I admit I wasn’t initially a fan of the idea of taking a selfie everyday and emailing it to Jessica, but when looking back through, it surprises me how much can change in just 21-days.  I do wish I had taken measurements, but from photos and general feelings, I can tell that things are changing — visually, from the photos, ~8 pounds lighter on the scale,  and clothes are already fitting better.


I’ll also admit that Week 1 took some adjusting.  I was initially fairly hungry in the mid mornings, but once I adopted the counter intuitive advice of eating more protein at dinner the night before, that quickly settled.  By the third week, I was needing to remind myself to eat.  ” Eat less, move more” turned to “eat more, move more” and with far more tolerable results.  I had a few work-related meals and a wedding anniversary dinner within the 21-day period, so diverted a bit from the scheduled plan but used the opportunity to choose protein and veggie options since such events are (luckily) just part of my life, and my intent is to continue well beyond these initial 21 days.

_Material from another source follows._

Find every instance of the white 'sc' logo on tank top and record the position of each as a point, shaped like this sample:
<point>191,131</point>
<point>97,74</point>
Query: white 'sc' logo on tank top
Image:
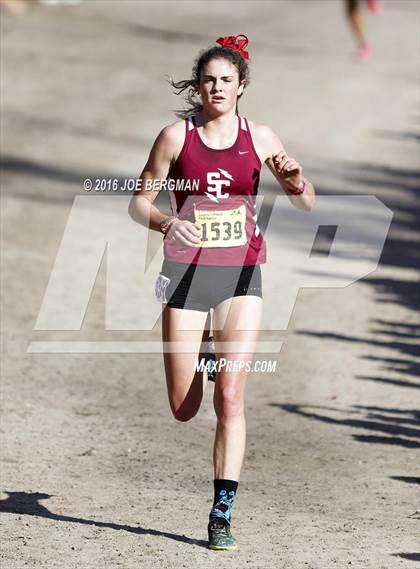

Support and encouragement throughout was abundant.  Email comments from Jessica, daily texts, weekly reviews from Carla via MyFitnessPal all were key.  I’ve used MyFitPal on and off over the years, but something about knowing that someone would review and comment helped “up” my attention to detail. 


If I could offer one area to consider for the future — if meals were pre-logged in to MyFItPal, that would be awesome.  I was doing some best-guessing on matching what was logged in the tool already vs what I was eating….if we collectively added “CKO” as part of the recipe name (or similar) that could help further reduce burden/guessing/further reduce effort needed when taking on changes such as these.


All in all, awesome idea, awesome program, totally doable.  I am feeling more balanced and predictable related to hunger and moods, which is exactly what I wanted out of it.